Does anyone know the rent for a two bed townhouse and the details of reputable and reliable rental agents please?


----------



## arabianhorse

I'm keen to hear from "in the know expats" as well


----------



## busybee2

there are only 2 and 3 beds there.... people are going there because its cheaper than anywhere else, like they all went to al reef as it was cheaper than anywhere else... now they are all moaning that its not very good and too noisy because its next to te runway, just watch out hydra is near the flight path too.

there has been issues with hydra.....


----------



## IzzyBella

we went to have a drive around. Cookie Cutter boxes.


----------



## Kangaroo_J

Can anyone tell me what the issues at Hydra are?


----------



## nonoa

Kangaroo_J said:


> Can anyone tell me what the issues at Hydra are?

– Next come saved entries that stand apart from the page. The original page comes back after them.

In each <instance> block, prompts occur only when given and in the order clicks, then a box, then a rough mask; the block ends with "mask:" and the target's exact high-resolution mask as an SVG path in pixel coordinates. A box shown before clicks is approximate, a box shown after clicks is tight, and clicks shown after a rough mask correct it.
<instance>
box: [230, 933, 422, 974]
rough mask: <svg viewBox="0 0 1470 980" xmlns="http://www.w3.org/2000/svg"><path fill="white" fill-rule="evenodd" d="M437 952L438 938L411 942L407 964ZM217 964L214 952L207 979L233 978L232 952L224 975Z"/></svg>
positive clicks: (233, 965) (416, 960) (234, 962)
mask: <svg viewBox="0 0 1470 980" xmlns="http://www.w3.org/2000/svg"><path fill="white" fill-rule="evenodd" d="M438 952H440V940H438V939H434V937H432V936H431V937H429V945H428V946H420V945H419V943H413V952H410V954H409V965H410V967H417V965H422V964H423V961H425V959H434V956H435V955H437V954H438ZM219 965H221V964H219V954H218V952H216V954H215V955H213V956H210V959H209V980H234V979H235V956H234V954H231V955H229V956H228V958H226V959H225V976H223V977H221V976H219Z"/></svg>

Here's a link to a post talking about my personal experience and feel of the place:

http://www.expatforum.com/expats/2856969-post10.html

Like busy bee said, people are going there to save on cost. We managed to find a place in Al Reef for a similar price but this was just a little before the price cap on rents was removed.


----------



## nonoa

i'm pretty sure there are other issues...someone who's moved over there would know more.


----------



## Tropicana

Anyone who has anything else to share about living at Hydra?


----------



## Kangaroo_J

Lived there for 1 year. Good community. Rent prices are rediculous VS quality. Many quality and design issues. No facilities. No security. Road noise. Many tenants had mould issues, sewerage smell issues, etc, stem from quality of design and build. Developer is broke. Potential to be great if landlords addressed design issues and developer delivered facilities and finished development.


----------